Le procureur demande six mois de prison pour Steve Bannon pour outrage au Congrès

Le bureau du procureur des États-Unis a demandé lundi à un juge de condamner l’ancien haut conseiller de Donald Trump, Steve Bannon, à six mois de prison pour avoir refusé de témoigner et avoir tenté de retarder le processus judiciaire en insinuant qu’il serait disposé à coopérer à la législature. enquête sur l’attentat du Capitole le 6 janvier 2021.

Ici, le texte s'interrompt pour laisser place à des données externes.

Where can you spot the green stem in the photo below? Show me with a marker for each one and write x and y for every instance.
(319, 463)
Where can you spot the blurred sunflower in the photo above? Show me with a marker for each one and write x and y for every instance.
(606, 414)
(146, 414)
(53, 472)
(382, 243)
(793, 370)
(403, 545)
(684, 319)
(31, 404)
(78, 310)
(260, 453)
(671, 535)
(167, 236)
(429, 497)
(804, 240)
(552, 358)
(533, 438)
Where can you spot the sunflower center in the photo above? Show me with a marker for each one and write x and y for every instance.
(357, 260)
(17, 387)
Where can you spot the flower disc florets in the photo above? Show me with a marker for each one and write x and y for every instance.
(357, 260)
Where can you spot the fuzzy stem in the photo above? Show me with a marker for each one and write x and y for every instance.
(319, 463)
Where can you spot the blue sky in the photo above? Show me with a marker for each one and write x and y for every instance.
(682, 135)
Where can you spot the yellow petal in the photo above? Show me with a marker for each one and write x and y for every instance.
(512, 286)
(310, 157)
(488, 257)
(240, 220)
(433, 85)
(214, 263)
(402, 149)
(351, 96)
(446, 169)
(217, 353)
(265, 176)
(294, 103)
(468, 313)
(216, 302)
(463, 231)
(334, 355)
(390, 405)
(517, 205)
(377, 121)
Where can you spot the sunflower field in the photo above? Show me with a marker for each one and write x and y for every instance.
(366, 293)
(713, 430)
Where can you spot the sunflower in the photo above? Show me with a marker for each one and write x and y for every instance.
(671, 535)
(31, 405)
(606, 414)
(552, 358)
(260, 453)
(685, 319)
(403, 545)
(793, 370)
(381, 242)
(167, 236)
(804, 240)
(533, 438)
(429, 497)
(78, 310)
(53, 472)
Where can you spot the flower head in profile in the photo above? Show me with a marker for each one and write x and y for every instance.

Bannon, 68 ans, stratège politique et défenseur de l’ancien président républicain, « a suivi une stratégie de mauvaise foi, de défi et de mépris », a déclaré le parquet, qui s’attend à ce que l’extrême droite soit condamnée à six mois de prison et à payer une amende de 200 000 dollars, « sur la base de son insistance à payer l’amende maximale au lieu de coopérer à l’enquête », ont-ils souligné.

Selon les enquêteurs, Bannon ne s’est pas entièrement conformé au bureau de probation dans son enquête présentencielle. Ainsi, bien qu’il « ait répondu librement aux questions sur sa famille, sa vie professionnelle, ses antécédents personnels et sa santé », il a refusé « de révéler ses antécédents financiers, insistant plutôt sur le fait qu’il est disposé et capable de payer toute amende imposée ».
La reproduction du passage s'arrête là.